This is the mail archive of the
libc-alpha@sourceware.org
mailing list for the glibc project.
Re: [PATCH 1/2] Add futex wrappers with error checking
- From: Torvald Riegel <triegel at redhat dot com>
- To: Roland McGrath <roland at hack dot frob dot com>
- Cc: GLIBC Devel <libc-alpha at sourceware dot org>
- Date: Mon, 05 Jan 2015 23:53:22 +0100
- Subject: Re: [PATCH 1/2] Add futex wrappers with error checking
- Authentication-results: sourceware.org; auth=none
- References: <1417726487 dot 22797 dot 48 dot camel at triegel dot csb> <20141205003310 dot 3A8B52C3A73 at topped-with-meat dot com> <1417804656 dot 22797 dot 107 dot camel at triegel dot csb> <20141212011840 dot 2B99A2C3ADB at topped-with-meat dot com> <1418774081 dot 7165 dot 71 dot camel at triegel dot csb> <20141217010728 dot 13CEC2C2446 at topped-with-meat dot com> <1418835610 dot 25358 dot 24 dot camel at triegel dot csb> <20141217233441 dot 81ACF2C3ABF at topped-with-meat dot com>
On Wed, 2014-12-17 at 15:34 -0800, Roland McGrath wrote:
> > It is. I do want to have the low-level locks check the return values of
> > their futex calls. To me, that doesn't conflict with having another
> > interface that is just what the underlying kernels/... provide. We can
> > also get rid of this other interface and do error checking in each of
> > the per kernel/... implementations. Does that clarify what I meant?
>
> Yes, that makes sense. On further reflection, I think it does make sense
> to have the error-checking layer be outside the OS-encapsulation layer so
> that we have foolproof consistency of the expected error protocol of the OS
> layer.
OK.
> > What would this mean for the new semaphore I posted? Are you okay with
> > it using the current lll_futex_* operations and custom error checking?
>
> If that is fixing some real, observable bug independent of the futex error
> handling question, then I think it's fine as an intermediate step to do
> now.
It is fixing a correctness bug.
Carlos said he's currently reviewing that, so I'll try to focus on doing
more of the futex clean-up now, hoping that I get enough of it done
before the freeze (and with time for you to review) to make adding the
new internal futex interface fine. Sounds good?

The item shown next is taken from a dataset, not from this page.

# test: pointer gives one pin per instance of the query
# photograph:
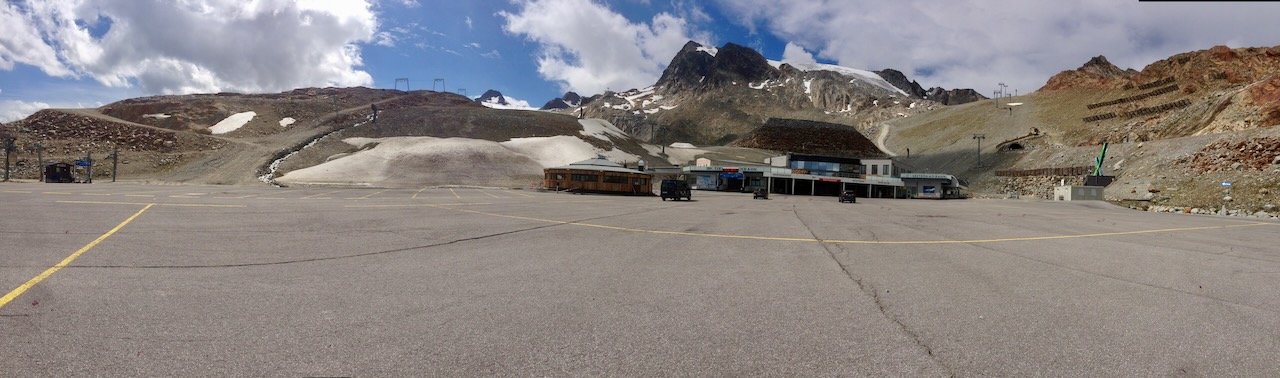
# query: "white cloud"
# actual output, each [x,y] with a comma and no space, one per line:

I'm traveling this week and thus don't have lots of time to spend on
this, but I'll see how far I can get.
> > I would also hope that we can remove all of them. But actually doing
> > that may be a bigger project. The futex-using assembly files I see are
> > on x86, x86_64, and sh. Its the low-level lock stuff (including
> > robust), pthread barrier, pthread condvar, pthread rwlock, pthread
> > semaphore, cancellation.
>
> The 6-argument syscall issue on i386 is the only blocker we know of, right?
> But indeed we wanted to be conservative about perturbing performance issues
> for i386/x86_64, and just establishing confidence about that will take some
> time. I had hoped someone like you would have done that during this cycle,
> but since actual focus on it is only beginning about now, it might well
> need to wait at least until right after the release.
No, I haven't, sorry.
i386 6-argument syscall is a blocker in terms of using Linux-generic
lowlevellock-futex.h everywhere. The other obstacle is that I haven't
heard back from the hppa, microblaze, and ia64 maintainers; it seems
okay to remove the custom lowlevellock.h on these archs, but I can't
test that easily. Without that removal, I can't do certain follow-up
cleanups like adding a futex_wait that accepts absolute timeouts in just
Linux-generic lowlevellock-futex.h.
> > Cancellation may be something that ends up doing futex calls from
> > assembly.
>
> Can you point to particular code you're thinking of?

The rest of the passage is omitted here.